I'm trying to determine the uncertainty in volume , $ V = b \cdot h \cdot l$ , of a rectangular block with the following measurements,
$$ b \quad=\quad 2 \pm 0.1 $$ $$ h \quad=\quad 2 \pm 0.2 $$ $$ l \quad=\quad 2 \pm 0.3 $$
I thought that the uncertainty is given by
$$ \delta_{volume} \quad=\quad {V}_{max} - {V} $$
And therefore
$$ V \quad=\quad b \cdot h \cdot l \quad=\quad 2 \cdot 2 \cdot 2 \quad=\quad 8 $$ $$ V_{max} \quad=\quad 2.1 \cdot 2.2 \cdot 2.3 \quad=\quad 10.626 $$
Subtracting those we get $$ \longrightarrow \quad \delta_{volume} \quad=\quad {V}_{max} - {V} \quad=\quad 10.626 - 8 \quad=\quad 2.626 $$
But the answer is apparently wrong, the answer should be $\frac{4}{10} \sqrt{14} $ . I don't even know where the square root comes from! Any tips?
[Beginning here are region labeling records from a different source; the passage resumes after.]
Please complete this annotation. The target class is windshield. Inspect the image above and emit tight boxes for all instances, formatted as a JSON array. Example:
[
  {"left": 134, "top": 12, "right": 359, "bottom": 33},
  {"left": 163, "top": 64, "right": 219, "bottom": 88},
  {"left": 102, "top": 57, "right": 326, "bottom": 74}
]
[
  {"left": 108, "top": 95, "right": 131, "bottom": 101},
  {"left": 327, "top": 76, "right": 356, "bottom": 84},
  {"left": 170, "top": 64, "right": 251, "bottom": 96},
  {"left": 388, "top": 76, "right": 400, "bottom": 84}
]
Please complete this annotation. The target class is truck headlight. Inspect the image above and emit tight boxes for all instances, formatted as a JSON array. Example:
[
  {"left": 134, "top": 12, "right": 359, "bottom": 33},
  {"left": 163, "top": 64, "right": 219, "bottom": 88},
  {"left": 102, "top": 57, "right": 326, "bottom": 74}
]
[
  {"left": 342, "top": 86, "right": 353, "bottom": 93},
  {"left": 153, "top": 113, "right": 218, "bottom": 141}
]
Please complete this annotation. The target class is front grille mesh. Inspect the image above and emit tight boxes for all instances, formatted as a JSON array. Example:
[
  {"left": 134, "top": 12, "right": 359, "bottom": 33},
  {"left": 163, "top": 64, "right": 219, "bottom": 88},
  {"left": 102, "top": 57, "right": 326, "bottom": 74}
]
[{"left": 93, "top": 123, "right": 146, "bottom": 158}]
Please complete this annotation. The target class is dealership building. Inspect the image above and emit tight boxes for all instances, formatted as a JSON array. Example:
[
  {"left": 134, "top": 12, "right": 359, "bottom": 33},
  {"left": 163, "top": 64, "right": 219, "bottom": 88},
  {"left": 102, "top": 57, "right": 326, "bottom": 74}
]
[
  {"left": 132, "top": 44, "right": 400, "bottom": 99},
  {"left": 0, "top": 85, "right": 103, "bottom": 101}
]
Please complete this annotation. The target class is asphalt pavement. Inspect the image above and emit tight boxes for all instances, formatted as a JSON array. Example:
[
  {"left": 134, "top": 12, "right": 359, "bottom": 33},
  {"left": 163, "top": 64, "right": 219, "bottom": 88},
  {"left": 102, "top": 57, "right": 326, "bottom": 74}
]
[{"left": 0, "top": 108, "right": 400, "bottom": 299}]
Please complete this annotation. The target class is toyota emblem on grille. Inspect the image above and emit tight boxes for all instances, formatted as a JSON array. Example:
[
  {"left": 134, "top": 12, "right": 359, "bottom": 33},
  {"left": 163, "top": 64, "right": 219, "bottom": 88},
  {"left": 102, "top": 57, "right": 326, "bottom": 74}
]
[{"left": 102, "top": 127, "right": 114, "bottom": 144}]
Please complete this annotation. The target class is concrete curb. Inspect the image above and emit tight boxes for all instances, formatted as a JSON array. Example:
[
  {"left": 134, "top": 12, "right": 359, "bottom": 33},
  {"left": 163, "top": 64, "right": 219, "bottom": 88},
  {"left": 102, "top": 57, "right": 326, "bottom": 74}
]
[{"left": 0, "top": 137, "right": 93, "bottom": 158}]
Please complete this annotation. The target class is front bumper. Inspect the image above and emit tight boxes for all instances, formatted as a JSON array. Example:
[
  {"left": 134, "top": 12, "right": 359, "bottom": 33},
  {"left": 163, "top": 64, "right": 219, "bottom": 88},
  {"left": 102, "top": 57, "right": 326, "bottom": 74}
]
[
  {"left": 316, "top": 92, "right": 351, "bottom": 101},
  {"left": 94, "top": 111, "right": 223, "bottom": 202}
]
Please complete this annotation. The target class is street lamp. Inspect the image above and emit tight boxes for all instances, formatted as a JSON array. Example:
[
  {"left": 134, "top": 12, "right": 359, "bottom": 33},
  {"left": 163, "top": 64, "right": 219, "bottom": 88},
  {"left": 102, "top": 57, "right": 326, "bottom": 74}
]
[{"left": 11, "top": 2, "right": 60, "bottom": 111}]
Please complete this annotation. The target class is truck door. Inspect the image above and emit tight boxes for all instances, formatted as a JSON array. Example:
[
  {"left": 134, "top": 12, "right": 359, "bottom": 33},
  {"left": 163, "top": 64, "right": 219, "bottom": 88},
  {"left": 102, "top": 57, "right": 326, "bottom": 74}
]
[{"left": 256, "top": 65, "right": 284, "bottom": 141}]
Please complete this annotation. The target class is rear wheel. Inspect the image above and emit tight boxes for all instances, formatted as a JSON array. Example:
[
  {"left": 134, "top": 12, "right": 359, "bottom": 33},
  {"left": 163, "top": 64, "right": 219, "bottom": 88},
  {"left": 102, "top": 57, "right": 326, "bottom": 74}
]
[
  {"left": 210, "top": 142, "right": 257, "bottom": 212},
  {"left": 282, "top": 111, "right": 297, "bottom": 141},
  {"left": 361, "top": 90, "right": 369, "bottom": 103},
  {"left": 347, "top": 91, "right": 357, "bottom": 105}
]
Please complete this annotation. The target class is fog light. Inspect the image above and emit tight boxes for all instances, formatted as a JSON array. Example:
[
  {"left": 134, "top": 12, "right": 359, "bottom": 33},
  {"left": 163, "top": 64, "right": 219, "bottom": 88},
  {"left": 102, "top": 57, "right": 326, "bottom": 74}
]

Given a size $A(x, y, z)$ calculated with more basic sizes $x, y, z$, which have uncertainties $\Delta x, \Delta y, \Delta z$ respectively, we know that the uncertainty in $A$ is: $$\Delta A = \sqrt{(\frac{\partial A}{\partial x}\cdot \Delta x)^2 + (\frac{\partial A}{\partial y}\cdot \Delta y)^2 + (\frac{\partial A}{\partial z}\cdot \Delta z)^2}$$ Here, you have $V(b, h, l)$, with known uncertainties $0.1, 0.2, 0.3$, so: $$\Delta V = \sqrt{(bh\Delta l)^2 +(hl\Delta b)^2+(bl \Delta h)^2}$$ Plugging in your values gives: $$\Delta V= \sqrt{(4\cdot 0.3)^2 +(4\cdot 0.1)^2+(4\cdot 0.2)^2}=0.4\sqrt{3^2+1^2+2^2}=0.4\sqrt{14}$$
Which is exactly the answer. Note: this formula can be extended to any amount of "basic" variables.